Thoracic surgical patients are more likely than others to have increased airway reactivity and a propensity to develop bronchoconstriction. (Many of these patients are cigarette smokers and have chronic bronchitis or COPD.) In addition, surgical manipulation of the airways and bronchial tree by instruments, a DLT, or the surgeon makes bronchoconstriction more likely to occur.
The potent inhaled anesthetic agents have all been shown to decrease airway reactivity and bronchoconstriction provoked by hypocapnia or inhaled or irritant aerosols. Fentanyl does not appear to influence bronchomotor tone, but morphine may increase tone by a central vagotonic effect and by releasing histamine.
In most patients, anesthesia is safely induced with propofol or etomidate.

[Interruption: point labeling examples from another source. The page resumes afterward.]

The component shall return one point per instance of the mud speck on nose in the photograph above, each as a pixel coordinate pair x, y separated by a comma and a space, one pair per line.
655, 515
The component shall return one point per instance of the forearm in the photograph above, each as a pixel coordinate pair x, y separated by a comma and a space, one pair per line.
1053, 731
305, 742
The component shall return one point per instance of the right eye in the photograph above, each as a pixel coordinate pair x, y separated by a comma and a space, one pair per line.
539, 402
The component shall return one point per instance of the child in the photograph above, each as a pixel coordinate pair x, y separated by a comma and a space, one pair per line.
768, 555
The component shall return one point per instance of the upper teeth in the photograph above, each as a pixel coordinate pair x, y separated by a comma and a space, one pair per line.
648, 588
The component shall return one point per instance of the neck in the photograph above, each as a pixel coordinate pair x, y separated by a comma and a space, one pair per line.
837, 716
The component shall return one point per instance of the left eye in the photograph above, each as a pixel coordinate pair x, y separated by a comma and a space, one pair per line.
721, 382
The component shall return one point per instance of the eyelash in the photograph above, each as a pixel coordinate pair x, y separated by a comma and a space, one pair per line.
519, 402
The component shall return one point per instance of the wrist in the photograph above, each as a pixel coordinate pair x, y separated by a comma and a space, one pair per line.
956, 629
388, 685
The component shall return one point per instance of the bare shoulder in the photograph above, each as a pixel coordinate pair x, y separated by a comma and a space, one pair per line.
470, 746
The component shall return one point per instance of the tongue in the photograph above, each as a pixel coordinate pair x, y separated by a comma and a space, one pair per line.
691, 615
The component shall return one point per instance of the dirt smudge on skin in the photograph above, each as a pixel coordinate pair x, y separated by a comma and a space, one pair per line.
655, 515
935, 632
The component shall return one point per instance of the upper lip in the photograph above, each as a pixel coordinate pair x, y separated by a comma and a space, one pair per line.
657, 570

In patients with reactive airways, ketamine may be the drug of choice for induction because it has a bronchodilator effect.
Propofol infusion in combination with remifentanil is probably the technique of choice for producing a stable OLV with no effect on hypoxic pulmonary vasoconstriction (HPV).
In deciding between intravenous (IV) versus potent inhaled agent for anesthesia during OLV, consideration should be given to their effects on inflammatory alterations in the deflated lung. (Ventilation with increased tidal volumes and pressures can produce an proinflammatory reaction in the nondeflated, ventilated lung.)
The neuromuscular blocking drugs of choice for thoracic procedures are those that lack a histamine-releasing or vagotonic effect and that have some sympathomimetic effect (pancuronium, vecuronium, rocuronium).